In a major analysis of Johnson’s war on poverty, the political economist Nicholas Eberstadt of the American Enterprise Institute concluded: “The official poverty picture looks even worse the more closely one focuses on it … the poverty rate for all families was no lower in 2012 than in 1966. The poverty rate for American children under 18 is now higher than it was then. The poverty rate for the working-age population (18-64) is also higher now than back then. The poverty rate for whites is higher now than it was back then. Poverty rates for Hispanic Americans … likewise are higher today than back then.”

As Ronald Reagan, who was California governor during some of the Johnson years, said, “In the 60s, we waged a war on poverty, and poverty won.”

The consequences are profound. Reliable sociologists and demographers, liberal and conservative alike, concur that children from broken family structures are far much more likely to become involved in crime as dependence on government grows.

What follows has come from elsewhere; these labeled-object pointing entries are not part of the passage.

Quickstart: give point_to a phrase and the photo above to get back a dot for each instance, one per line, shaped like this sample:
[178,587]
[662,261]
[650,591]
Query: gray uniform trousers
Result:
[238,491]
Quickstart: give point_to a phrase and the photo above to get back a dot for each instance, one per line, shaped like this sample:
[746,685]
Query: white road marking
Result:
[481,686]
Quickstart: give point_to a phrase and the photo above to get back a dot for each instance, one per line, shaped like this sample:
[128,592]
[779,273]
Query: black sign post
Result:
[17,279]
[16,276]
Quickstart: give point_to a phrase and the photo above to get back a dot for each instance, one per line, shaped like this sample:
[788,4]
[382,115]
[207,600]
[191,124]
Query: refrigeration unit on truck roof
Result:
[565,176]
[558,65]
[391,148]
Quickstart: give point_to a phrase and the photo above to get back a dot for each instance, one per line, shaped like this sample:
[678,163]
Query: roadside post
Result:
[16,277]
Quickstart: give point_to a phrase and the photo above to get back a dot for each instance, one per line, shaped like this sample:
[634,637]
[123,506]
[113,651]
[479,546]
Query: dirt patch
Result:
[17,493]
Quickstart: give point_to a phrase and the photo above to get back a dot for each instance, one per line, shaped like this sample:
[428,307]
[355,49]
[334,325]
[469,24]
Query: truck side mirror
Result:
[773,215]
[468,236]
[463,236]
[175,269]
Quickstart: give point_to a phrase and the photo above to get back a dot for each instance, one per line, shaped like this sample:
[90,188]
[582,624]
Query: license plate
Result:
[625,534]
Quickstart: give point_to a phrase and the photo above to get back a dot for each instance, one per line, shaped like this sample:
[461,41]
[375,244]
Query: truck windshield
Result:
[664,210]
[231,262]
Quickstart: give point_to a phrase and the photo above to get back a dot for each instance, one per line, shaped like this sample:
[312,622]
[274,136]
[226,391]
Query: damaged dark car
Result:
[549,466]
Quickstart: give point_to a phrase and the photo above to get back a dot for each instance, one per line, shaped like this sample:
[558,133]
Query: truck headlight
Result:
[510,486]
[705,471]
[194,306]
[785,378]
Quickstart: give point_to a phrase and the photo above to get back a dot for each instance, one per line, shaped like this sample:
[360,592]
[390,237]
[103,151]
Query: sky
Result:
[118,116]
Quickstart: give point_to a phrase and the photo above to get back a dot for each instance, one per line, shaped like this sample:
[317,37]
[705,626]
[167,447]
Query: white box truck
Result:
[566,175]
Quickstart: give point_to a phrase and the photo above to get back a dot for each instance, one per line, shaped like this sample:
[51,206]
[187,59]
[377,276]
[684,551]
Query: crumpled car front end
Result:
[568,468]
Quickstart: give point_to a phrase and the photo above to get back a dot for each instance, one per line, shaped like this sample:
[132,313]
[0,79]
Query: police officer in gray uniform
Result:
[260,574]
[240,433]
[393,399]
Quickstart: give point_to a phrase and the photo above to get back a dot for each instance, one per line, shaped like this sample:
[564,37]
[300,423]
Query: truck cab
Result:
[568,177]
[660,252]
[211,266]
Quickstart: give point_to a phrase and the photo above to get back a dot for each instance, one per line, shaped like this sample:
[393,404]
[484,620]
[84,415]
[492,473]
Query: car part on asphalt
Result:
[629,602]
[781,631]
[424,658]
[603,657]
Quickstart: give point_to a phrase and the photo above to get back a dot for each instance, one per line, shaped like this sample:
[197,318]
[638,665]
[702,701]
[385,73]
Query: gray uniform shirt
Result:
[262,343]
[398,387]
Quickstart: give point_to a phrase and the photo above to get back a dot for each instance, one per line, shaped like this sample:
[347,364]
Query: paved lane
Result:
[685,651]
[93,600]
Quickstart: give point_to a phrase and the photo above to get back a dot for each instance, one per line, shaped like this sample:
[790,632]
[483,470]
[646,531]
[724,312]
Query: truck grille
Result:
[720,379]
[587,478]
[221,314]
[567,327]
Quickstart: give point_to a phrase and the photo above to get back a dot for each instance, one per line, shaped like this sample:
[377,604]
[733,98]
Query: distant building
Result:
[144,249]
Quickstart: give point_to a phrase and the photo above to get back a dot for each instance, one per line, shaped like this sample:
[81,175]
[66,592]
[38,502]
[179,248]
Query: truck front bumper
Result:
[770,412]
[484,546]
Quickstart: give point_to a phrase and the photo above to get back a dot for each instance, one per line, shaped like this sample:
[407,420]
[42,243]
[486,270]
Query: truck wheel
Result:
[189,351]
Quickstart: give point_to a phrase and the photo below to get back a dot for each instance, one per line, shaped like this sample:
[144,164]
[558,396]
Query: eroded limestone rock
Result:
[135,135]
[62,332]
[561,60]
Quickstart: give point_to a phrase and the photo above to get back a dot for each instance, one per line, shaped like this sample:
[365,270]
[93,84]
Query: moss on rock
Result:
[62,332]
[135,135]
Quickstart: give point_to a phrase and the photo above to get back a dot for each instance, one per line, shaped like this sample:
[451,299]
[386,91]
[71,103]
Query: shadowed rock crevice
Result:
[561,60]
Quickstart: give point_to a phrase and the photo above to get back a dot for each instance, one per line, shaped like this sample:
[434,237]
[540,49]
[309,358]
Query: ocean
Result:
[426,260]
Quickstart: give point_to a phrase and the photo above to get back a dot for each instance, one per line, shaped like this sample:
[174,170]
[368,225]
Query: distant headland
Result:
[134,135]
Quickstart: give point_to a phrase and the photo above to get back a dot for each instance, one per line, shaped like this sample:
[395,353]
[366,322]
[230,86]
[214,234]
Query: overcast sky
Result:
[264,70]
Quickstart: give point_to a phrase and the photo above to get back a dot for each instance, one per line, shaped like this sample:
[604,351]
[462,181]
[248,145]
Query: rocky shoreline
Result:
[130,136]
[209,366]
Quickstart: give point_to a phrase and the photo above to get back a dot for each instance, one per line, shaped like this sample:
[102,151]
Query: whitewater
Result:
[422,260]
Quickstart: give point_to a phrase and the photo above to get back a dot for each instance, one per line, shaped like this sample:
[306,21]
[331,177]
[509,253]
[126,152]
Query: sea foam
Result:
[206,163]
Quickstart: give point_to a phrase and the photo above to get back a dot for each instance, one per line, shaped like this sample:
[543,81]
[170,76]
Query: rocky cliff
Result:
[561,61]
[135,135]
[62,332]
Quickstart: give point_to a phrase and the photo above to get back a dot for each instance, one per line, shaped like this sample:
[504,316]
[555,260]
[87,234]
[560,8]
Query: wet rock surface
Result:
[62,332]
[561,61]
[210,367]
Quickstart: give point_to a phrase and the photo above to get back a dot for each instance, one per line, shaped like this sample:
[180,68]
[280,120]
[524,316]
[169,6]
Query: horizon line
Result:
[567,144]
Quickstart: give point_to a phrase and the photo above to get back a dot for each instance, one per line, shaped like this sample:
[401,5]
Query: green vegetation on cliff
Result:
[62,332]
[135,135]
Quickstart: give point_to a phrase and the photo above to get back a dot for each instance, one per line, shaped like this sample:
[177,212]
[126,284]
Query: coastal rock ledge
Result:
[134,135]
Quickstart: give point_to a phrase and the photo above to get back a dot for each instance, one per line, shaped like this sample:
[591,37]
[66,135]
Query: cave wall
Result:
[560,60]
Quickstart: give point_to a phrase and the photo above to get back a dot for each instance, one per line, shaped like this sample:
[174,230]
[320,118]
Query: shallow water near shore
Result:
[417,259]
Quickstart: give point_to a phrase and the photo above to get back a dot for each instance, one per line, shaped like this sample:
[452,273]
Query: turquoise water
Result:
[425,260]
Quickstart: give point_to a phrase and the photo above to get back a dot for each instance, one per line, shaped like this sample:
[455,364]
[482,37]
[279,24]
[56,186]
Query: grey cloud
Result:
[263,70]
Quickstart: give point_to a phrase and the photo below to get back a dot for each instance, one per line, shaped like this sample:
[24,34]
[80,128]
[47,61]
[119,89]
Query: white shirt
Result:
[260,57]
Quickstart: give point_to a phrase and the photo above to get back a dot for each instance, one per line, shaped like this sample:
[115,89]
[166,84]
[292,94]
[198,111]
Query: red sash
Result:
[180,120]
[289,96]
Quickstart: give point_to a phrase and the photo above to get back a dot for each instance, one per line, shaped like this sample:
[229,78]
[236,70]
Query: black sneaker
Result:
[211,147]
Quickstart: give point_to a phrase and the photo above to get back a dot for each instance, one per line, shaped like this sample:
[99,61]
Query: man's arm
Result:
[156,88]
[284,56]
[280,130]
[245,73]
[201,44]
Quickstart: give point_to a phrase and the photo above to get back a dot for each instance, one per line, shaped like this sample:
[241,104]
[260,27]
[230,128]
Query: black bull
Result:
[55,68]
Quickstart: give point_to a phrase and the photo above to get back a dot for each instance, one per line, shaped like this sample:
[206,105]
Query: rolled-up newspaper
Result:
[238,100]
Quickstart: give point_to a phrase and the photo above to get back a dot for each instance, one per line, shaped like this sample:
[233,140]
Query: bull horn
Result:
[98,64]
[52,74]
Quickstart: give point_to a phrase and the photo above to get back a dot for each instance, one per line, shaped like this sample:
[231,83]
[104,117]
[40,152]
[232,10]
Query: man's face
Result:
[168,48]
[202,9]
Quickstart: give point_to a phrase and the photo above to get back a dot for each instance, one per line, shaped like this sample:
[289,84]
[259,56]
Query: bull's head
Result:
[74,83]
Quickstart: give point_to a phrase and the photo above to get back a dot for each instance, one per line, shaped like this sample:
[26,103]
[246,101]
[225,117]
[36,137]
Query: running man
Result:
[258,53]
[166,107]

Writes Eberstadt: “Since the launch of the War on Poverty, criminality in America has taken an unprecedented upward turn within our nation. Although reported rates of crime victimization—including murder and other violent crimes—have been falling for two decades, the percentage of Americans behind bars continued to rise.’’ He adds that, as of year-end 2010, more than 5 percent of all black men in their 40s and nearly 7 percent of those in their 30s were in state or federal prisons.

James Piereson, president of the William E. Simon Foundation, who has studied urban issues for decades and cogently analyzed the 1960s, has concluded: “The scores of burned-out, crime-ridden, and bankrupt cities in America today must be counted as part of the legacy of the Great Society.”

Don’t expect HBO or Broadway to produce sequels on Johnson that concentrate on the Great Society’s social upheavals, inflicted most harshly on those families who were the focus of LBJ’s good intentions. What is needed now in America’s national life is a national commitment to the regeneration and renewal of marriage and the family, to undo some of the Great Society legacy. This restoration would be rooted not in more government but rather in a civil society matrix of churches and private-sector local initiatives unencumbered by overweening managerial elites directed from Washington.

The Heritage Foundation’s Robert Rector writes: “Able-bodied, non-elderly adult recipients in all federal welfare programs should be required to work, prepare for work, or at least look for a job as a condition of receiving benefits.”

The largest historical question is whether we have the moral imagination and national resolve for such an American renaissance? I believe we do. A great nation deserves nothing less than our rededication to the smallest but most powerful element of civilization, the nuclear family.

Timothy S. Goeglein is the vice president for external relations at Focus on the Family. A version of this essay appeared in Focus on the Family’s Citizen magazine.